Sumit Kumar Jha(right), Founder, Fantasy Akhada and Amit Purohit, co-founder, Fantasy Akhada
Image: Madhu Kapparath
What leads to a deeper engagement in any kind of activity? Well, it can be a cause, vision or a mission. But if you want to know what drives higher engagement of fans in any sports, Sumit Kumar Jha has an unconventional answer: Money. He explains by taking you back to your school, college or good-old office days before the pandemic. “Do you remember how friends or colleagues used to indulge in all kinds of bets?” he asks. “It was not gambling,” underlines the co-founder of Fantasy Akhada, a two-and-a-half-year-old fantasy sports startup that caught the attention of millions when it roped in cricket commentator Harsha Bhogle as its brand ambassador in September 2020.
Jha continues to explain his logic. Just because you bet on anything, he stresses, it whets the curiosity among people to find out the result. Ditto in fantasy sports. “Involvement of money ensures there is active engagement,” he reckons, adding that the participants are forced to closely follow and watch every minute of the match. Jha co-founded the fantasy sports startup along with Amit Purohit, Sahil Ahuja, Pratik Gosar, Amit Bhardwaj and Ankit Upreti in January 2020. “We wanted to increase the engagement among users, and fantasy sports happened to be the lowest hanging fruit,” he says. Roping in Bhogle, he lets on, was the best way to engage users. “He is the epitome of sports engagement and was aligned with our vision,” says Jha, adding that the commentator has close to three percent stake in the company.
But why the name Akhada? When rivals were either using aspirational names for fantasy sports such as ‘dream
’ or direct names such as Games24 or MPL, what was the trigger to have a Hindi brand name? The answer again is engagement, and, of course, Jha wanted to stand out in a cluttered market. Being one of the last players to enter the fantasy sports arena helped. Before rolling out the app, Jha and his team did extensive research for months and found that consumers in Tier II, III and beyond were feeling left out because most of the fantasy sports startups were catering to the English-speaking audience.
Jha identified gaps in the existing market of fantasy sports. The absence of vernacular appeal was one big hole. The second missing piece was casual games. Most of the fantasy sports platforms had only paid games. Jha saw an opportunity and added casual, free-to-play games as well to woo a large chunk of the population that was not willing to pay and play. “We wanted to engage them,” he says. The idea, he lets on, also was to gradually nudge such gamers to fantasy sports and handhold them with tips and techniques. The third gap was the absence of a consumer grievance cell or a contact centre. The trigger to roll out such a feature—24x7 customer care and helpline—was a high volume of consumer feedback during the survey. “There were transaction failures which spoilt consumer experience,” he says. Also read: MPL: Forging a league of its own
The efforts seem to be paying off. Fantasy Akhada claims to have a user base of over 2.5 million. The startup has raised $3 million, has grown by over 40 percent during the first phase of the Indian Premier League (IPL), and also added football and kabaddi on its platform. “We have managed to build a brand in a cluttered market,” says Jha.
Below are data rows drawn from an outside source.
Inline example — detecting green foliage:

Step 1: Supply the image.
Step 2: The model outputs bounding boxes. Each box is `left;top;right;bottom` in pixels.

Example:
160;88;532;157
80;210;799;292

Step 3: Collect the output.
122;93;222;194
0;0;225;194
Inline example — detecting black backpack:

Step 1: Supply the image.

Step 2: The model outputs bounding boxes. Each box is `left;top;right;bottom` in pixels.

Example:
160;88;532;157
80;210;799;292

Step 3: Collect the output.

Investors are satisfied with the pace of growth. “The operational metrics have outperformed even the best-case scenarios of the management team,” reckons Nischay Saraf, senior vice president (early-stage financing) at Prime Securities. The speed of the growth, he underlines, has accelerated the estimates by 18 months. Given the understanding of the user lifecycle and user experience that the team at Fantasy Akhada has, they will be able to carve out a clear niche for themselves in this rapidly developing ecosystem, adds Saraf.
Meanwhile, for Fantasy Akhada, the going might not be easy. According to a Federation of Indian Fantasy Sports and Deloitte report released in February, there are an estimated 200 fantasy sports operators in India. What this means is not all would survive, and over the next few months, many would die or get acquired by the bigger players. Jha, for his part, is aware of the challenge, but is not bothered. “We are just focusing on building our platform and we have customer love,” he says.
Another challenge is the perception that fantasy sports has some connotation with gambling. “Should sports betting be legalised in India?” we ask Jha, who evades a direct reply. “That is a call that the government and the policymakers need to take. I don’t have any opinion on it,” he says, asking a counter question to those who believe that fantasy is a game of chance
. “What would you call investing in stock markets? Luck, chance or skill?” he asks. The sports fans, he underlines, must use their skills and play the game in a responsible manner.